In the first two chapters of the book the author explains in a verbose manner his general theories without providing any example of how they could be applied. His failure to contextualise makes the first chapters of the book abstract and difficult to comprehend. The ideas behind his argument become more clear from the fourth chapter when he begins to apply them to the Conservative Governments of 1979-97 and the present Labour government. The presence of some examples or case studies in the first chapters would improve the readability enormously.

Later in the book the author generously contextualises his arguments and regularly provides the reader with examples from the the Thatcher, Blair, Major and Callaghan Governments. The author uses Margaret Thatcher's resignation to illustrate his theory of interdependence: he argues that Thatcher failed to realise 'that the exercise of power depended, not on destroying colleagues, but on maintaining their support'. This is particularly valuable since Thatcher's style of government is often used in arguments that the British government is becoming presidentialised.
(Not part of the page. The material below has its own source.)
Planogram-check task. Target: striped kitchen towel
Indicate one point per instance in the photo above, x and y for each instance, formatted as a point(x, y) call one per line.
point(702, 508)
One weakness in the argument of the book involves Smith's perception of the level of dependency of the Prime Minister. For the most part the book argues that the Prime Minister is simply another dependent actor (albeit a relatively resource rich actor) and early in the book it states 'the starting point is that all actors within the core executive have resources, with no actor, or institution, having a monopoly'. However, the author contradicts this when says that the balance of resources changed 'with the Prime Minister taking on more of a leading role and having the resources to overrule ministers'. In order to have enough resources to overrule another actor surely the Prime Minister would have to secure a virtual monopoly of resources? Even though he would remain dependent on actors to an extent the fact that he can stop other actors from achieving their goals devalues the argument that Government works through alliance and not command.

Despite this contradiction The Core Executive in Britain provides a comprehensive introduction to the processes and agents at the centre of British government. While the book suffers from dry introductory chapters it improves later with its engaging examples of how the author's theory of interdependence and resource sharing applies to contemporary British politics.